# current rates



## dayexco (Mar 4, 2006)

here, an 8" pvc sewer from 10-12' deep, with bedding material, compacting, air/mandrel testing in a brand new wide open development, is running approx $27 a l.f.....where are you guys in the other part of the world rate wise?

basement excavations..."throw and goes".....are going for $3.50 per cu. yd. with most contractors insisting on a 4' minimum.


----------



## rino1494 (Jan 31, 2006)

Last sewer job I did was in 2004 and at 10-12 ft deep we were getting around $35 LF.


----------



## PipeGuy (Oct 8, 2004)

I pay little or no attention to unit prices except as they might be required for billing purposes at which point they're so unbalanced that I'd never consider using them for a quote. I work up every job 'lump sum' and back into the unit prices as might be required. I look to earn a minimum 'daily nut' and adjust it upwards according to the job's perceived risk.


----------



## jmic (Dec 10, 2005)

dayexco said:


> here, an 8" pvc sewer from 10-12' deep, with bedding material, compacting, air/mandrel testing in a brand new wide open development, is running approx $27 a l.f.....where are you guys in the other part of the world rate wise?
> 
> basement excavations..."throw and goes".....are going for $3.50 per cu. yd. with most contractors insisting on a 4' minimum.


 Day,
I have to ask otherwise I won't be able to sleep tonight.

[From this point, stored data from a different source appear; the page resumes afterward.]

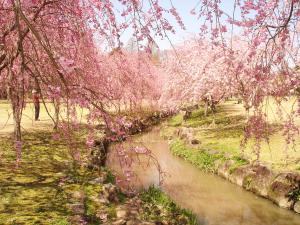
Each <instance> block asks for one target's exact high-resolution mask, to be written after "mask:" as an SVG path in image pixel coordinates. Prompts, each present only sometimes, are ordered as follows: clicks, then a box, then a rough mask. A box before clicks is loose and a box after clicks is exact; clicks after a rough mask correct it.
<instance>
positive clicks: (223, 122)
mask: <svg viewBox="0 0 300 225" xmlns="http://www.w3.org/2000/svg"><path fill="white" fill-rule="evenodd" d="M292 102H293V101H292V100H290V102H288V103H286V104H287V105H286V106H284V107H285V111H289V110H291V109H290V108H291V107H292V106H291V105H292ZM275 108H276V107H275V106H274V105H272V104H271V105H269V106H268V107H266V110H265V111H266V113H269V114H268V118H269V125H270V127H271V128H272V133H271V134H270V139H269V142H268V143H267V142H265V141H262V142H261V149H260V160H261V161H262V162H263V163H265V164H267V165H268V166H270V167H272V168H273V169H277V170H298V171H299V170H300V138H299V136H296V142H295V143H296V147H295V148H294V149H293V148H291V146H288V147H289V148H288V149H287V148H286V147H287V144H286V141H285V137H284V136H283V135H282V134H283V131H282V128H281V124H280V122H279V121H280V120H279V119H278V117H276V114H275V113H274V111H275V110H276V109H275ZM213 121H214V123H213ZM245 122H246V113H245V111H244V110H243V107H242V105H241V104H236V102H235V101H227V102H225V103H222V104H220V105H219V106H218V107H217V112H216V114H215V115H213V114H212V113H209V114H208V116H205V115H204V109H203V106H200V108H199V109H198V110H195V111H193V112H192V115H191V117H190V118H188V119H187V120H185V121H184V119H183V115H182V114H178V115H176V116H174V117H172V118H170V119H169V120H168V122H167V123H166V126H165V127H164V128H163V129H162V131H161V135H162V136H164V137H166V138H169V139H173V141H172V142H171V143H172V144H171V147H172V149H173V152H174V153H175V154H177V155H179V154H180V155H182V156H183V157H184V158H187V155H189V154H190V156H189V157H188V158H192V159H191V160H190V161H193V163H194V164H197V162H196V161H199V164H201V161H202V160H203V157H204V156H203V154H205V153H203V152H205V151H206V152H207V151H211V150H213V151H217V152H220V153H221V154H223V155H225V156H226V157H240V156H241V155H243V157H245V158H247V159H248V160H249V161H252V160H255V159H256V155H255V154H254V151H253V149H254V148H253V146H254V140H250V141H249V142H248V144H247V145H246V146H245V147H244V148H241V141H242V139H243V137H244V127H245ZM296 123H299V121H296ZM184 127H187V128H193V135H194V137H195V138H196V139H198V140H199V141H200V144H199V146H197V147H196V148H197V149H198V150H199V151H191V153H187V151H186V149H187V148H188V146H186V148H184V147H182V146H183V145H184V143H180V144H179V142H178V140H174V139H176V138H177V137H175V136H176V135H175V136H174V133H175V132H176V130H178V129H180V128H184ZM201 150H203V151H201ZM188 152H189V151H188ZM199 154H201V155H202V156H203V157H202V156H201V157H200V156H199ZM214 157H215V156H214ZM196 158H198V159H199V160H197V159H196ZM208 161H210V160H208ZM203 166H204V167H206V166H205V165H203Z"/></svg>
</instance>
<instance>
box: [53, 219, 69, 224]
mask: <svg viewBox="0 0 300 225" xmlns="http://www.w3.org/2000/svg"><path fill="white" fill-rule="evenodd" d="M51 225H71V224H70V223H69V222H68V220H67V219H66V218H58V219H55V220H53V221H52V222H51Z"/></svg>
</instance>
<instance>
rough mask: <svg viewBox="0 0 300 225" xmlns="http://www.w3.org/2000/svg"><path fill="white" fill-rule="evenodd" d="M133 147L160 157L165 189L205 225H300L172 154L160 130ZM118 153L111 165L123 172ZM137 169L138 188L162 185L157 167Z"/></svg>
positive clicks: (171, 196) (220, 179)
mask: <svg viewBox="0 0 300 225" xmlns="http://www.w3.org/2000/svg"><path fill="white" fill-rule="evenodd" d="M130 144H131V145H139V146H140V145H144V146H146V147H148V148H149V149H151V151H152V153H153V154H154V155H155V156H156V158H157V160H158V162H159V164H160V166H161V168H162V170H163V171H164V172H165V173H166V177H165V179H164V182H163V184H162V186H161V188H162V190H163V191H164V192H166V193H167V194H168V195H169V196H170V197H171V198H172V199H173V200H174V201H175V202H176V203H177V204H179V205H180V206H181V207H184V208H187V209H190V210H192V211H193V212H194V213H195V214H196V215H197V217H198V219H199V222H200V224H205V225H300V215H298V214H296V213H294V212H291V211H289V210H285V209H281V208H279V207H278V206H276V205H274V204H273V203H272V202H271V201H269V200H266V199H263V198H261V197H257V196H256V195H254V194H252V193H250V192H248V191H245V190H244V189H242V188H241V187H239V186H237V185H234V184H231V183H230V182H229V181H226V180H224V179H222V178H220V177H218V176H216V175H213V174H208V173H205V172H202V171H201V170H199V169H197V168H195V167H194V166H193V165H191V164H190V163H188V162H186V161H184V160H182V159H180V158H178V157H175V156H173V155H172V154H171V152H170V151H169V147H168V142H167V141H166V140H164V139H163V138H161V137H160V136H159V127H155V128H153V129H152V131H150V132H148V133H144V134H142V135H139V136H136V137H134V140H133V142H132V143H130ZM116 157H117V156H116V154H115V151H111V153H110V155H109V159H108V165H109V167H110V168H112V169H113V170H115V171H116V172H120V166H119V163H118V159H116ZM141 161H142V162H141V163H140V165H136V166H135V167H134V171H135V173H136V174H137V176H138V177H139V179H137V180H135V181H134V183H133V185H134V186H135V187H136V188H141V187H148V186H149V185H152V184H154V185H158V182H159V175H158V171H157V168H156V166H155V164H154V163H150V165H148V160H146V159H141Z"/></svg>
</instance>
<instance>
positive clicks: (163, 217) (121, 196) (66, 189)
mask: <svg viewBox="0 0 300 225" xmlns="http://www.w3.org/2000/svg"><path fill="white" fill-rule="evenodd" d="M23 138H24V145H23V151H22V157H21V163H20V165H19V167H18V168H16V164H15V162H16V159H15V151H14V149H13V142H12V139H11V138H9V137H1V140H0V150H1V154H2V155H1V162H0V163H1V167H0V193H1V198H0V224H5V225H6V224H7V225H10V224H11V225H12V224H18V225H19V224H22V225H27V224H43V225H44V224H46V225H47V224H51V225H52V224H53V225H68V224H70V225H71V224H72V225H74V224H75V225H76V224H107V225H108V224H116V225H117V224H131V225H134V224H136V225H138V224H145V225H146V224H148V225H151V224H152V225H154V224H174V225H175V224H196V222H195V218H194V216H193V215H192V214H191V213H189V212H187V211H186V210H183V209H181V208H180V207H178V206H177V205H176V204H175V203H173V202H172V201H171V200H170V199H169V198H168V197H167V196H166V195H165V194H163V193H162V192H161V191H159V190H158V189H155V188H151V189H149V190H148V191H145V192H143V193H141V194H137V195H134V196H132V195H126V194H124V193H123V192H122V191H121V190H120V189H119V188H118V186H116V185H115V184H114V176H113V175H112V173H111V172H110V171H108V170H107V169H106V168H96V167H95V168H93V169H89V167H88V166H87V164H85V163H75V162H74V160H73V158H72V157H71V155H72V154H70V152H69V148H68V146H67V144H66V143H67V141H65V140H54V139H53V138H52V134H51V133H50V132H34V133H25V134H24V137H23ZM74 140H75V141H76V146H77V150H78V151H79V152H80V153H81V154H80V156H81V159H80V160H81V161H83V162H84V160H85V158H87V157H88V155H87V151H86V147H85V144H84V141H83V140H80V139H74Z"/></svg>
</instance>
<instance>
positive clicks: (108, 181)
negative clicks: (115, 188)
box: [104, 168, 116, 184]
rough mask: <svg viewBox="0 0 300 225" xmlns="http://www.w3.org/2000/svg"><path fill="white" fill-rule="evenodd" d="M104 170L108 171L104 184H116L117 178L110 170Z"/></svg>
mask: <svg viewBox="0 0 300 225" xmlns="http://www.w3.org/2000/svg"><path fill="white" fill-rule="evenodd" d="M104 170H105V171H106V174H107V175H106V179H105V181H104V183H105V184H106V183H111V184H115V183H116V177H115V175H114V174H113V173H112V172H111V171H110V170H108V169H105V168H104Z"/></svg>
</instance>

Explain what you mean by "Throw and Go", sounds like a backyard game.:laughing:


----------



## dayexco (Mar 4, 2006)

no haul away, no grading of lot, backfilling, etc....just throw the dirt out of the hole into a pile an go


----------



## jmic (Dec 10, 2005)

sort of sounds like an "Up and Chuck":laughing: :laughing:


----------



## denick (Feb 13, 2006)

Day,

Must be pretty flat and open land?

Nick


----------



## rino1494 (Jan 31, 2006)

PipeGuy said:


> I pay little or no attention to unit prices except as they might be required for billing purposes at which point they're so unbalanced that I'd never consider using them for a quote. I work up every job 'lump sum' and back into the unit prices as might be required. I look to earn a minimum 'daily nut' and adjust it upwards according to the job's perceived risk.


I figure up the bids in unit cost and then submit the bid in a lump sump form. Nobody needs to see how much I am making per ft or yard.


----------



## dayexco (Mar 4, 2006)

denick, for the most part, very flat, very open...we have a lot of bobcat contractors here, can't compete dollar wise with them on finish grading, and most of them have 4-5 yd. end dump. we make our best money in coming in, stabbing the water/sewer service in, digging the basment, and leaving.


----------